The decision comes as the results of a preliminary expansion assessment (PEA), published on Wednesday, recommended an expansion of the existing plant to process an additional 1.5-million tonnes a year, without requiring an extra ball mill or additional power generation capacity.
Vancouver-based B2Gold, which poured first gold at Fekola in late 2017, said that as result of the expansion the mine will produce more gold over a longer life. It will also have “more robust economics and higher average annual gold production, revenues and cash flows than the previous life of mine,” the company said in a statement.
In 2018, its first full year of commercial production, Fekola exceeded expectations, churning out 439,068 ounces of gold, while B2Gold expected a maximum of 430,000 ounces.
Utilizing additional resources discovered in October, the mine could produce 550,000 ounces a year between 2020 and 2024 and 400,000 ounces between now and 2030, B2Gold said.
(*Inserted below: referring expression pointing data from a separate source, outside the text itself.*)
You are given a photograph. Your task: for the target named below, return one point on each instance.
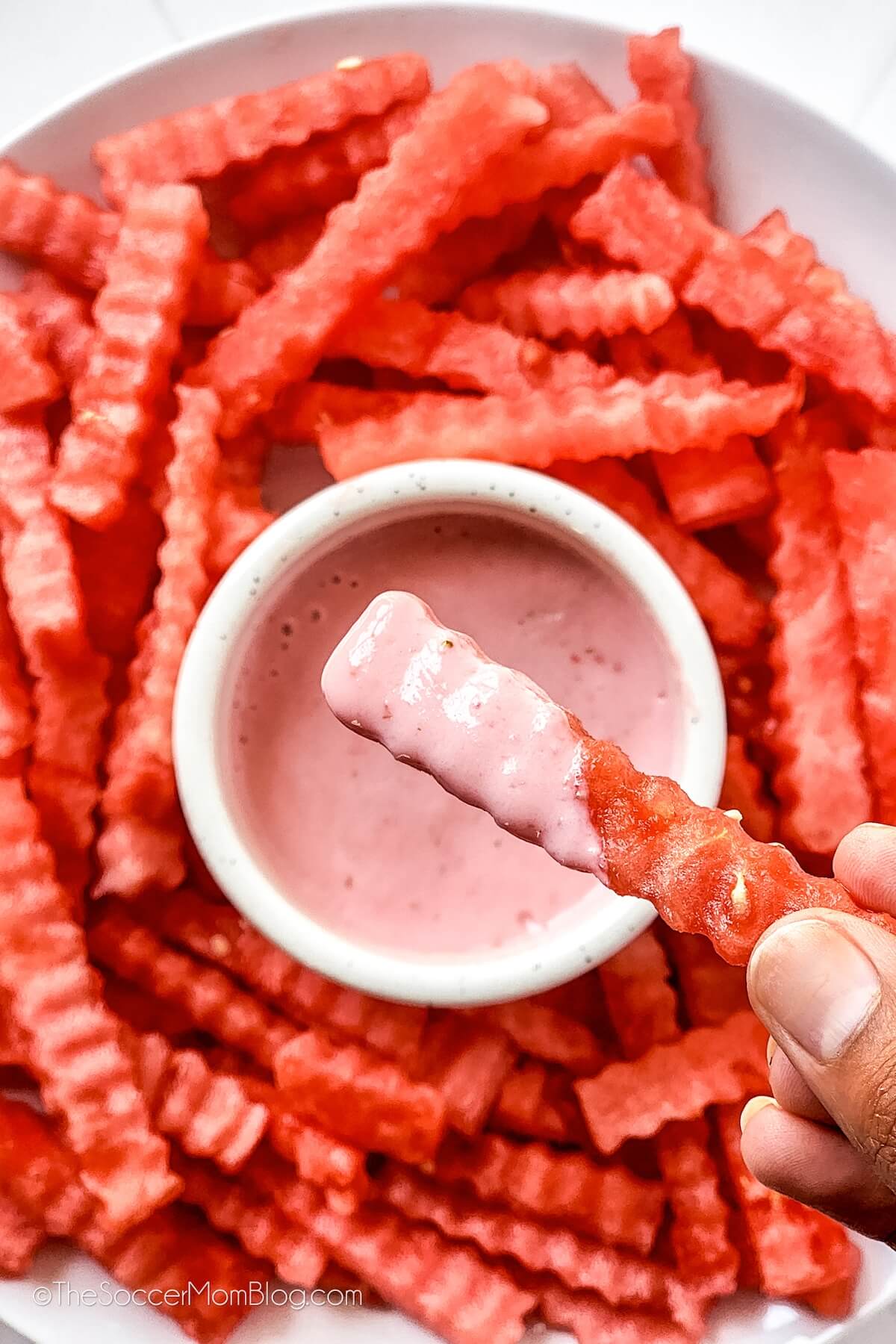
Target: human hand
(825, 987)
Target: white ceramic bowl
(766, 151)
(582, 936)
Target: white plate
(766, 152)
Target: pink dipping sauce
(383, 853)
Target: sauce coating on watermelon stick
(497, 741)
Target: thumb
(825, 987)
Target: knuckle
(879, 1139)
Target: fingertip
(818, 1167)
(754, 1107)
(865, 863)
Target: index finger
(865, 863)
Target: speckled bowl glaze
(582, 936)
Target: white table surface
(840, 60)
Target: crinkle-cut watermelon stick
(610, 1203)
(438, 275)
(637, 833)
(280, 337)
(864, 500)
(140, 789)
(582, 300)
(635, 220)
(563, 158)
(588, 1319)
(203, 141)
(729, 608)
(74, 238)
(359, 1097)
(481, 355)
(257, 1223)
(662, 72)
(74, 1043)
(26, 378)
(581, 423)
(20, 1236)
(218, 933)
(644, 1008)
(62, 316)
(444, 1285)
(620, 1277)
(743, 788)
(137, 316)
(213, 1001)
(166, 1250)
(319, 175)
(815, 692)
(16, 729)
(210, 1113)
(673, 1081)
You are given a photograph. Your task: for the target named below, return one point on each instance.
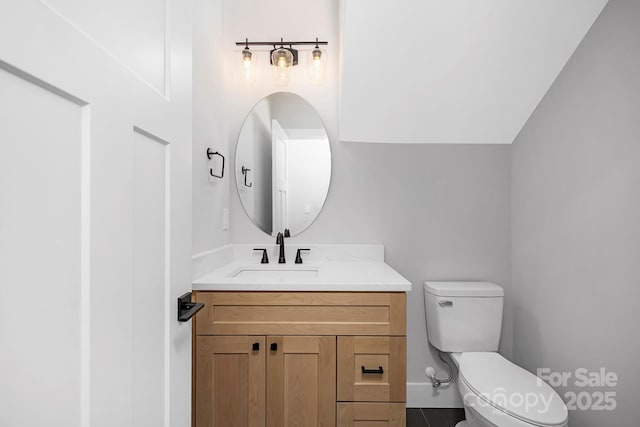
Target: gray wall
(442, 212)
(576, 216)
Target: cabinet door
(230, 381)
(371, 415)
(301, 381)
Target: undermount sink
(273, 272)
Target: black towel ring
(211, 154)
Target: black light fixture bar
(280, 42)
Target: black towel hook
(210, 154)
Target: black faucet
(280, 241)
(299, 257)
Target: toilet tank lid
(463, 289)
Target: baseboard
(423, 395)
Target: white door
(95, 199)
(279, 177)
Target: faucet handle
(265, 257)
(299, 257)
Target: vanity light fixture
(283, 59)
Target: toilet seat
(502, 391)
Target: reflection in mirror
(283, 164)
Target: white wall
(210, 195)
(455, 71)
(309, 164)
(576, 210)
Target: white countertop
(352, 276)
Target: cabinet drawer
(301, 313)
(359, 359)
(371, 414)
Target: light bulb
(282, 60)
(248, 67)
(317, 63)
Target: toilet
(464, 319)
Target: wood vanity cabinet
(298, 359)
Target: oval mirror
(283, 164)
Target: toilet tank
(463, 316)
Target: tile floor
(434, 417)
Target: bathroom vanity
(300, 351)
(319, 341)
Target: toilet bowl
(464, 321)
(496, 392)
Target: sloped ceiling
(452, 71)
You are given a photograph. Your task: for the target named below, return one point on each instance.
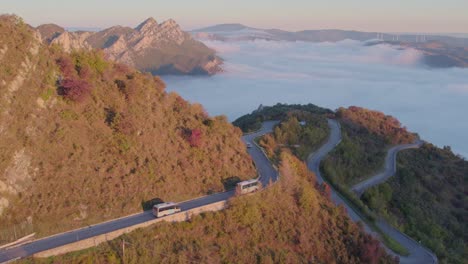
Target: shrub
(195, 138)
(74, 89)
(66, 66)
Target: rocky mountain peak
(147, 24)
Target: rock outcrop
(157, 48)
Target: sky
(429, 101)
(424, 16)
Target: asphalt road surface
(418, 254)
(389, 170)
(264, 168)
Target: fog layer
(431, 102)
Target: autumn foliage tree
(66, 65)
(195, 137)
(377, 122)
(74, 89)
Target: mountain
(85, 139)
(438, 51)
(151, 47)
(293, 221)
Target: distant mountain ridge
(439, 51)
(157, 48)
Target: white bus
(248, 186)
(163, 209)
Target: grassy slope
(302, 227)
(76, 163)
(253, 121)
(301, 139)
(427, 199)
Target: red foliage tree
(66, 65)
(74, 89)
(195, 138)
(371, 250)
(326, 190)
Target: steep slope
(50, 31)
(85, 139)
(293, 221)
(157, 48)
(427, 199)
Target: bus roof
(247, 182)
(164, 204)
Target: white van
(163, 209)
(248, 186)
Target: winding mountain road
(264, 169)
(418, 253)
(389, 170)
(267, 174)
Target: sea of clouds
(431, 102)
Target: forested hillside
(366, 136)
(293, 221)
(428, 200)
(84, 139)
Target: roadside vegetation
(366, 137)
(289, 129)
(427, 199)
(85, 139)
(292, 221)
(302, 137)
(253, 121)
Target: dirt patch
(17, 174)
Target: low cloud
(431, 102)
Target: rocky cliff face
(157, 48)
(85, 139)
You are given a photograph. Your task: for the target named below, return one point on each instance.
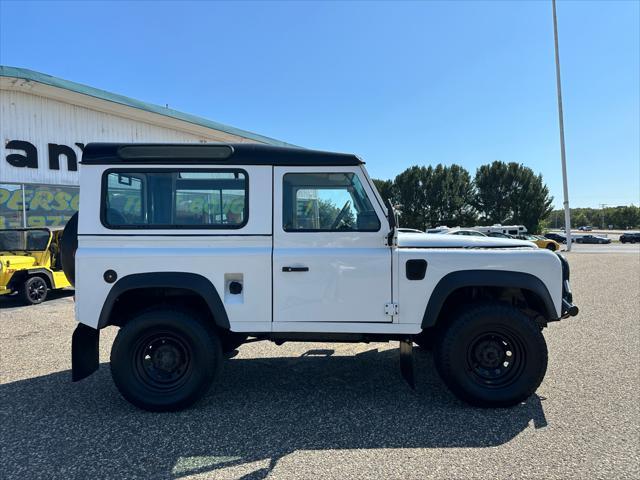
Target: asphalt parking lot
(333, 410)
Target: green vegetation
(506, 193)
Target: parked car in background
(630, 237)
(439, 229)
(499, 235)
(30, 263)
(556, 237)
(592, 239)
(465, 231)
(498, 228)
(541, 242)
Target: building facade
(45, 122)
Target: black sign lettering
(30, 157)
(55, 151)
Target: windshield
(23, 240)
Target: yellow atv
(30, 263)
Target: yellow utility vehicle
(30, 263)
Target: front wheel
(165, 359)
(492, 355)
(34, 290)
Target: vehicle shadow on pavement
(15, 300)
(260, 410)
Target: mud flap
(84, 352)
(406, 362)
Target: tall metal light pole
(567, 212)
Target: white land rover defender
(193, 250)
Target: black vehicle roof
(211, 154)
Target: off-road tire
(34, 290)
(468, 348)
(165, 359)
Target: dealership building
(45, 122)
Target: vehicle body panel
(352, 275)
(347, 270)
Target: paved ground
(333, 411)
(620, 248)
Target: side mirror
(391, 215)
(392, 221)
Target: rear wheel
(492, 355)
(34, 290)
(164, 359)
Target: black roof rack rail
(211, 154)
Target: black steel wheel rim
(495, 359)
(162, 361)
(36, 290)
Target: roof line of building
(33, 76)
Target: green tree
(511, 193)
(451, 196)
(385, 188)
(431, 196)
(411, 194)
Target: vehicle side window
(175, 199)
(326, 202)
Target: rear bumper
(568, 309)
(84, 352)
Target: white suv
(193, 250)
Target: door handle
(295, 269)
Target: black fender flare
(198, 284)
(18, 278)
(485, 278)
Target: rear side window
(326, 202)
(175, 199)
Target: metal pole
(567, 212)
(24, 207)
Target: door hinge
(391, 309)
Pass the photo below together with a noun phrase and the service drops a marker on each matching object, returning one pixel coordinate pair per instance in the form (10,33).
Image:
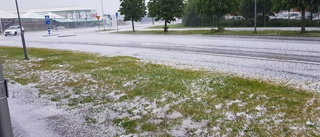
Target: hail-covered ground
(37,116)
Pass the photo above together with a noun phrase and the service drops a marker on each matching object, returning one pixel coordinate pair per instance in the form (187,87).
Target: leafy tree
(263,8)
(302,5)
(166,10)
(218,8)
(132,10)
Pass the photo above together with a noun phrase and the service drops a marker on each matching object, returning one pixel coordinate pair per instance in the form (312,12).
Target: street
(291,61)
(288,59)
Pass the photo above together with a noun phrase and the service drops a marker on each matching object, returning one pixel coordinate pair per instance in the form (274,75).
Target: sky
(109,6)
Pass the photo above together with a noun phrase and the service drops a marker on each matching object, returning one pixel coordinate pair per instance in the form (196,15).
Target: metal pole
(5,122)
(1,31)
(22,35)
(104,27)
(255,16)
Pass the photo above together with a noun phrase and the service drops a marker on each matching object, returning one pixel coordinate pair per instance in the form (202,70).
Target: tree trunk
(165,26)
(133,26)
(303,20)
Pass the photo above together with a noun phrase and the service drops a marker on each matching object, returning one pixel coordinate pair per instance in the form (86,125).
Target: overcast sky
(110,6)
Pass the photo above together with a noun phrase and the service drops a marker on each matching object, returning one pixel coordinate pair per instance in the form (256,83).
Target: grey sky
(110,6)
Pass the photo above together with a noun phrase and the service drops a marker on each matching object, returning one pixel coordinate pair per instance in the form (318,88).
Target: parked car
(13,30)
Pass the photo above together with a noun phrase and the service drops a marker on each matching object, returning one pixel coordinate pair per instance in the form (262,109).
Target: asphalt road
(288,58)
(294,60)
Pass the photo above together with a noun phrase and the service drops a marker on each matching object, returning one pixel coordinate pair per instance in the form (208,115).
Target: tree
(302,5)
(133,10)
(263,8)
(218,8)
(167,10)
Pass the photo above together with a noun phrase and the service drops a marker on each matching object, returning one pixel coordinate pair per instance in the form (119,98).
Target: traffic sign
(47,17)
(47,22)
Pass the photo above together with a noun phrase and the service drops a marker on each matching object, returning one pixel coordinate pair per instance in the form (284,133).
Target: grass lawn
(152,99)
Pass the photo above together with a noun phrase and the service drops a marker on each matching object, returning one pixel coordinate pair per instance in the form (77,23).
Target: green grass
(156,98)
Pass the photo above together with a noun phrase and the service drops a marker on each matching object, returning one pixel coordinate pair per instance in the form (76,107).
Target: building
(34,19)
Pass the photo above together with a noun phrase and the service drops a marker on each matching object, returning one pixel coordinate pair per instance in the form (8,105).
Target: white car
(12,30)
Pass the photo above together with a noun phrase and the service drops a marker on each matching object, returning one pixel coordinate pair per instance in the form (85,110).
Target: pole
(1,31)
(22,35)
(104,27)
(5,122)
(255,16)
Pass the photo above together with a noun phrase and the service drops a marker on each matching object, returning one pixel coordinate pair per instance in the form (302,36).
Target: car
(13,30)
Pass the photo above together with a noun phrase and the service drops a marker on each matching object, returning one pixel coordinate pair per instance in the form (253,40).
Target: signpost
(98,18)
(5,122)
(48,22)
(117,16)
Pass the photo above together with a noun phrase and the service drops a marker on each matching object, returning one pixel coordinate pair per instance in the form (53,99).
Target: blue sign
(47,22)
(47,17)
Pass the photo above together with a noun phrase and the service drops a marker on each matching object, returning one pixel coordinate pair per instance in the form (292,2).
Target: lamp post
(104,27)
(0,23)
(5,122)
(255,16)
(22,34)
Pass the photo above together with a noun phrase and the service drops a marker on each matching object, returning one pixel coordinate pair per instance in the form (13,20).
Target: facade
(34,19)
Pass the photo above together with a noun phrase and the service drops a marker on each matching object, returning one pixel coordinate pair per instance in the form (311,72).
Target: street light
(255,16)
(0,23)
(104,27)
(22,35)
(5,122)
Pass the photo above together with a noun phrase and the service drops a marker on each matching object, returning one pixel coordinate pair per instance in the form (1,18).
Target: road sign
(47,22)
(47,17)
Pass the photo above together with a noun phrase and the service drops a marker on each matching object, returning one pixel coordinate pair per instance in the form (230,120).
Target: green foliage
(302,5)
(264,7)
(167,10)
(218,7)
(132,10)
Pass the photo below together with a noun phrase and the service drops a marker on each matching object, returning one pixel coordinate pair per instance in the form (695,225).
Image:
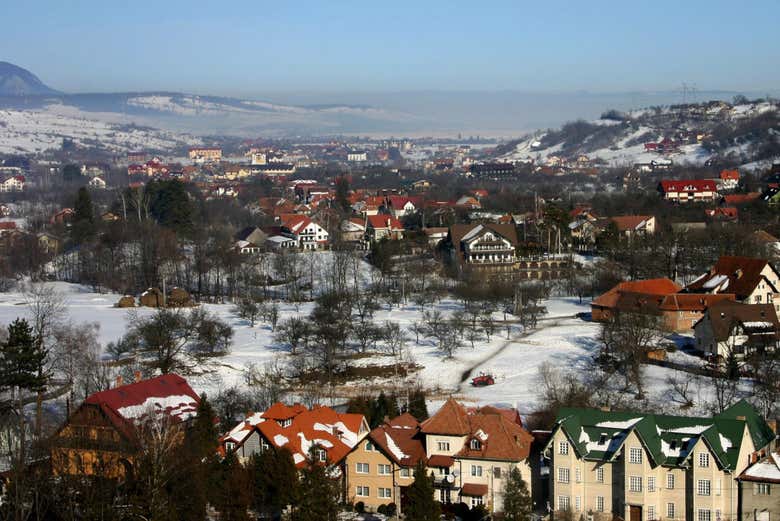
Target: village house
(102,437)
(693,190)
(644,467)
(736,328)
(383,226)
(759,489)
(381,467)
(308,234)
(751,280)
(488,245)
(13,184)
(320,433)
(471,451)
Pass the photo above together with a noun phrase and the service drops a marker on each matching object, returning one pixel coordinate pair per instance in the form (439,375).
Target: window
(635,455)
(762,489)
(704,459)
The PEA also predicts an increase in the net present value of Fekola of some $500 million and forecasts life of mine pre-tax net cash flow of about $2.8 billion. The revised life of mine operating cash cost and all-in sustaining cost (AISC) would be between $500 and $700 per ounce respectively.
B2Gold said it was also assessing various optimization alternatives, including processing gold-bearing ore from the company’s Anaconda project, which is situated north of Fekola, as well as installing solar power at the Fekola premises and “… various tailings and waste disposal strategies”.
This process would continue through the second quarter of this year and would be incorporated into a revised Fekola life of mine plan, which is expected to be available early next year.
Fekola is located near Mali’s border with Senegal, and about 520 km from the country’s capital, Bamako. The country’s government owns the reminding 20%.